Identifying with various victim groups and spouting politically correct
mantras likewise “allows Hillary Clinton to go from undergraduate Alinskyite to
Chappaqua plutocrat with a net worth in the tens of millions without missing a
beat.” The destructive consequences of
leftist policies for minorities aren’t what matter. What matters is that Hillary and the current narcissist-in-chief
feel morally superior to Rubes in flyover country.

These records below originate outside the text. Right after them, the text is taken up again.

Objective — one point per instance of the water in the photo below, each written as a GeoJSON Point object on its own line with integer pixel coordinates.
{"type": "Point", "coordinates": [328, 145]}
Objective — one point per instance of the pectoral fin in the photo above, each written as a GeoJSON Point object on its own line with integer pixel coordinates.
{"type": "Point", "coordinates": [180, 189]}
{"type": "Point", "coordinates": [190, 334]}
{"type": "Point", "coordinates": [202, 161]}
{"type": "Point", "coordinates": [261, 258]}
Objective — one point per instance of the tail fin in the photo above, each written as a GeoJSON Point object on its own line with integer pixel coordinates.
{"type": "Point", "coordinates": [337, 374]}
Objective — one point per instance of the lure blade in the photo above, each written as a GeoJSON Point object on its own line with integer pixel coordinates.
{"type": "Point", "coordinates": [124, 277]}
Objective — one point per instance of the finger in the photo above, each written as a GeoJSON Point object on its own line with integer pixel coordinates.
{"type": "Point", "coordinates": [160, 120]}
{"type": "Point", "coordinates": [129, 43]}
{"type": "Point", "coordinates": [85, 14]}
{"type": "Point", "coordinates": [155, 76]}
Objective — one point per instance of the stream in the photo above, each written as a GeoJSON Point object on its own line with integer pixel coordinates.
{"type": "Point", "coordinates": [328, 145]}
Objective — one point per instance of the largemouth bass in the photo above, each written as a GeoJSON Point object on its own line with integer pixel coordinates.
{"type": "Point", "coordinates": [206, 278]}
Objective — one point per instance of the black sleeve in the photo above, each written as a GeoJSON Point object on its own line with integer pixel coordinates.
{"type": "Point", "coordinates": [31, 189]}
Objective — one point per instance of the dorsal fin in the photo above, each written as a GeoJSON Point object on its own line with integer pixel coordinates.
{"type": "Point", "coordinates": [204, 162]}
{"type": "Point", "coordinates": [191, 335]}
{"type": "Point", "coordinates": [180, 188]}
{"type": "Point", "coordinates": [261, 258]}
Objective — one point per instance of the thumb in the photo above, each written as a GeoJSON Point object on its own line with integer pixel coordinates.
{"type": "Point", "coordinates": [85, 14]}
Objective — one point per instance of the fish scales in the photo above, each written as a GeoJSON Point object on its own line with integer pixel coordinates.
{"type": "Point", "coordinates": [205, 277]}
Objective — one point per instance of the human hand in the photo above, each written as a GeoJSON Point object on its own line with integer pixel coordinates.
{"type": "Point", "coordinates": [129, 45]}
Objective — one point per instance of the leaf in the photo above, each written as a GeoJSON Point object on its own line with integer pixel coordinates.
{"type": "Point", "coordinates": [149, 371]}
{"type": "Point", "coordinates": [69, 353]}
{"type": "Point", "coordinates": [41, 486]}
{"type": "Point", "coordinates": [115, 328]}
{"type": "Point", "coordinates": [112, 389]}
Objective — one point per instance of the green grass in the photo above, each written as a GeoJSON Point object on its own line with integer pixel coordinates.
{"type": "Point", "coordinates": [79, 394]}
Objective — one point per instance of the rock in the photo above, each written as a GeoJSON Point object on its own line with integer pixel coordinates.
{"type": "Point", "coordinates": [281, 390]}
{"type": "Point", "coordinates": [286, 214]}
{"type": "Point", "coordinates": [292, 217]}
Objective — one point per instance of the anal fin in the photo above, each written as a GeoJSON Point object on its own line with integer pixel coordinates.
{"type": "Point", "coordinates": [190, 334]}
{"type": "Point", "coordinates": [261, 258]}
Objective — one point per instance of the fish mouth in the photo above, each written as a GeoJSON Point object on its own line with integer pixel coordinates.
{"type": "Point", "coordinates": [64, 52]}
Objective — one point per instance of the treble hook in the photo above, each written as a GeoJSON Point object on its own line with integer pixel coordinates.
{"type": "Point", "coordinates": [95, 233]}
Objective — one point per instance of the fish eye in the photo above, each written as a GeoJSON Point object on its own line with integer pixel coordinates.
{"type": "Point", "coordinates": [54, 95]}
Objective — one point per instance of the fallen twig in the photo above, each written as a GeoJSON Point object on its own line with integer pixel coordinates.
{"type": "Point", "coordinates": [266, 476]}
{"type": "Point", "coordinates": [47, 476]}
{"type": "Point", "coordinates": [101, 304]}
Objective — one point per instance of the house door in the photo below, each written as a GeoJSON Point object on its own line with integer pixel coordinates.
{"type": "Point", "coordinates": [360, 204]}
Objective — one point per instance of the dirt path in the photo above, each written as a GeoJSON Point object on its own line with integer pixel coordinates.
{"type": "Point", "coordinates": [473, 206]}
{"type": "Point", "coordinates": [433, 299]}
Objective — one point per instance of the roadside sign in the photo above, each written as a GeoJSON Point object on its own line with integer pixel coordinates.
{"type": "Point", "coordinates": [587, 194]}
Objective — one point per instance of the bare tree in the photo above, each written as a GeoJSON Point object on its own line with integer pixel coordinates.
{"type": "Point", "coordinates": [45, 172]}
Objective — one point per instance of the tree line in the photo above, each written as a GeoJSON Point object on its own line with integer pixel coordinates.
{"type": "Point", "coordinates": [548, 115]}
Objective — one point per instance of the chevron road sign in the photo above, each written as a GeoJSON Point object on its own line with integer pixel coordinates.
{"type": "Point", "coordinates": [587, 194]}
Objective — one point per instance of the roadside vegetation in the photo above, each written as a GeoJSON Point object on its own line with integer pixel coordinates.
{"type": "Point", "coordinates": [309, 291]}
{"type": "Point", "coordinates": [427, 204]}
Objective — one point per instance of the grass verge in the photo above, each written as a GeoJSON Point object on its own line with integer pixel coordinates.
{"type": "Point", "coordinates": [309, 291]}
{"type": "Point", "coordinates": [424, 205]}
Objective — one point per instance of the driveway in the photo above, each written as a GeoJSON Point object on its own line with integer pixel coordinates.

Just when you think Simon is becoming tiresome (as he does
when repeating polling statistics about gay marriage) he provides a critical
insight in chapter 24 that should have been placed near the book’s beginning:
“Moral narcissism . . . is a way of explaining away evil, blaming all ills on social
causes and therefore pushing back the necessity of examining the human soul or
one’s own, of not seeing the possible darkness within . . . moral narcissism
obscures reality and therefore threatens democracy. That not everything is
perfectible, that there is evil in the world, and that evil is likely to remain
forever.” In short, self-scrutiny is replaced with verbal orthodoxies
promulgated by an American nomenklatura eager to secure moral status, financial
perquisites, and a stream of personal indulgences by endlessly repeating
politically correct slogans that are overwhelmingly destructive when applied to
the real world -- slogans that promise financial and personal retribution for
“bigoted” dissenters.
One major mistake in Simon’s analysis is his wrongheaded O’Reillyish
attempt to appear “fair and balanced” by briefly pointing to moral narcissism
on the right -- as if opposition to gay marriage or to abortion on demand were
in the same league as vacuous shibboleths like refusing to acknowledge radical
Islamic terrorism. Far from being
rewarded for the former views, believers are ostracized and punished by the
dominant P.C. culture. Moreover, no
serious Christian or Jew would use these moral views to evade
self-scrutiny. Simon’s brief foray into
narcissistic equivalence has the effect of putting serious, self-sacrificial
morality in the same category as a self-deluding political ruse that rejects
any morality existing outside the self -- as if principled abolitionists would
be biased “moral narcissists” not much different from slaveholders who mouthed
the slogan “popular sovereignty.”
This same confusion infects Simon’s final chapter, which
presents his self-proclaimed “bias” as a neocon-libertarian, someone who favors
intervention abroad and libertarian lassitude at home. The latter part of that
equation does, indeed, represent a degree of “moral narcissism” on the author’s
part, allowing him a small measure of expiation from colleagues in the fields
of literature and entertainment for the grievous sin of rejecting, for the most
part, the self-inflating worldview they embrace with a frantic death grip.
Despite these lapses, Simon’s book is well worth the time
taken to understand the head-snapping moral contradictions that permeate the
worlds of George Soros (chapter 21!), Hillary Clinton, and Barack Obama.